© Berlinale/ Regie: Stephen Elliot |
Angelina (Ashley Hinshaw) führt das klassische Leben eines Hollywoodfilm-Unterschicht-Teenagers.
Die Mutter säuft, der Stiefvater ist mindestens aggressiv, wenn nicht gar
sexuell übergriffig, aber letzteres wird nur angedeutet. Von ihrem Freund lässt
sie sich überreden, Nacktfotos zu machen. Obwohl nicht unbedingt eine negative
Erfahrung, ist dieses Ereignis der Tropfen, der das Fass zum Überlaufen bringt
und gemeinsam mit ihrem besten Freund Andrew (Dev Patel) flieht sie nach San
Francisco, wo sie über den Umweg als Kellnerin in einer Strip-Bar zur
Pornodarstellerin wird. Ihre aufkeimende Liebe zu dem Anwalt Frances (James
Franco) wird im Keim erstickt, als sie entdeckt, dass dieser drogenabhängig ist.
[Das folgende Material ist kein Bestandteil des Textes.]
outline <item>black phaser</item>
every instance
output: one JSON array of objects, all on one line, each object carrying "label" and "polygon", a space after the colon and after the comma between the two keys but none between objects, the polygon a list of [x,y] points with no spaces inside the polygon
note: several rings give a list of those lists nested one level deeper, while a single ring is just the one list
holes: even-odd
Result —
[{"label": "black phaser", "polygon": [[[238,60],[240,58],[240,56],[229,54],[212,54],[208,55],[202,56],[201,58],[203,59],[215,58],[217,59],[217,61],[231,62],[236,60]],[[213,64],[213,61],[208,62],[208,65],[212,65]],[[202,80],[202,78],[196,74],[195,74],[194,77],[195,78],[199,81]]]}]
Zunächst wirkt es interessant, dass das Pornogeschäft hier nicht
auf die altebekannte, schmuddelige Art und Weise dargestellt wird. Die erste
Person, die Angelina bei einer Porno-Produktionsfirma trifft, ist eine freundliche,
fast mütterliche Figur. Auffällig ist auch, dass das Thema Drogensucht sich
nicht innerhalb der Sphäre der Sexindustrie abspielt, sondern außerhalb.
Frances ist der einzige, der die blutjunge Angelina mit illegalen Substanzen in
Berührung bringt. Doch was zunächst wie eine revolutionäre Herangehensweise
wirkt, die auf Überdramatisierung und den moralischen Zeigefinger konsequent
verzichtet, wandelt sich in eine beunruhigende Beschönigung der Pornoindustrie.
Der Film hinterlässt im Kopf der weiblichen Zuschauerin die Frage: Warum habe
ich es eigentlich nie mit Sex vor der Kamera probiert? Eine Kritikerin flüstert
der anderen zu: „Sollen wir jetzt alle umschulen?“ Und die Männer im Publikum
begraben vermutlich gerade ihre letzten moralischen Skrupel und rennen direkt
in die nächste Videothek, um sich „Blutjunge Fickdinger 3“ auszuleihen.
Ein paar Stunden später bin ich immer noch irritiert vom
Ausgang der Geschichte, doch die Skepsis beginnt sich in Erkenntnis zu wandeln.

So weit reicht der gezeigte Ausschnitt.